A graphic showing the BertViz representation of the sentence “the animal didn’t cross the street because it was too scared.” The last word, scared, was predicted by the GPT-2 model. The graphic shows that GPT-2 correlates “it” to the animal.
In this instance, GPT-2 completed the enter sequence with the phrase “scared.” How did the mannequin know what “it” was? By analyzing the eye heads, we be taught the mannequin related “it” with “the animal” (as an alternative of, for instance, “the road”). Image by writer.

If we break transformers down right into a “communication” section and a “computation” section, consideration would signify the “communication” section. In one other analogy, consideration is so much like a search-retrieval drawback, the place given a question, q, we need to discover the set of keys, ok, most much like q and return the corresponding values, v.

  • Query: What are the issues I’m on the lookout for?
  • Key: What are the issues that I’ve?
  • Value: What are the issues that I’ll talk?
A visualization of how to calculate attention for transformers
Visualization of consideration calculation. Image from Erik Storrs.

Self-attention refers to the truth that each node produces a key, question, and a worth from that particular person node. Multi-headed consideration is simply self-attention that’s utilized a number of instances in parallel with totally different initialized weights. Cross-attention signifies that the queries are nonetheless produced from a given decoder node, however the keys and the values are produced as a perform of the nodes within the encoder.

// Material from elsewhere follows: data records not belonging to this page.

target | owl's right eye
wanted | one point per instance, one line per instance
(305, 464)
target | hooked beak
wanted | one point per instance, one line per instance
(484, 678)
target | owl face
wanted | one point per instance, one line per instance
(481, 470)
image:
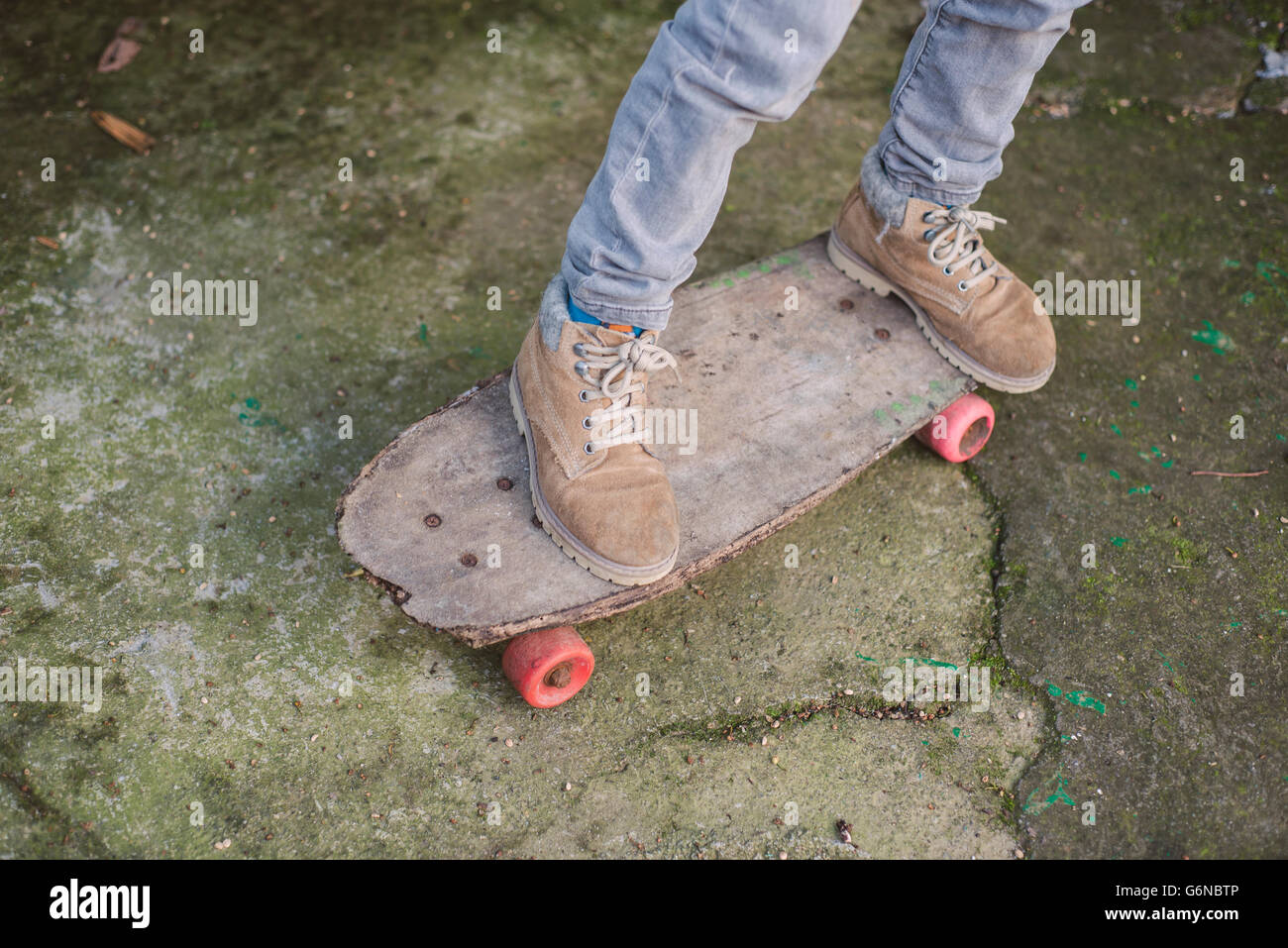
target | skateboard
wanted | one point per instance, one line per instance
(793, 378)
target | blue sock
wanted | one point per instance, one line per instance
(579, 314)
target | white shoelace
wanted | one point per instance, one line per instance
(621, 423)
(954, 243)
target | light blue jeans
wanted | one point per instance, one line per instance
(721, 65)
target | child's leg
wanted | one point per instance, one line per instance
(964, 78)
(715, 71)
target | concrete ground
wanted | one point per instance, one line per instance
(262, 700)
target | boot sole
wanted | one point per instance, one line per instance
(587, 558)
(861, 270)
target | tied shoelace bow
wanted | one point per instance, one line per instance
(954, 243)
(621, 423)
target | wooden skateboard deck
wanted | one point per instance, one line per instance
(789, 404)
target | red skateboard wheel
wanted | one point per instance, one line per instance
(548, 666)
(960, 430)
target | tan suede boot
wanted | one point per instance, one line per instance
(579, 394)
(971, 308)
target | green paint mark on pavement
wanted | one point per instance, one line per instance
(1214, 338)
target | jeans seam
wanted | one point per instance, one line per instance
(915, 63)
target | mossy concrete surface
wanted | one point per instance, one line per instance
(167, 481)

This is an oversimplified abstract of transformer architectures, and we’ve glossed over fairly a couple of particulars (like positional encodings, section encodings, and consideration masks). For extra data, try the extra sources under.

Transformers will not be inherently interpretable, however there have been many makes an attempt to contribute post-hoc explainability instruments to attention-based fashions.

Previous makes an attempt to visualise consideration have been usually overly difficult and didn’t translate effectively to non-technical audiences. They may additionally range vastly from venture to venture and use-case to use-case.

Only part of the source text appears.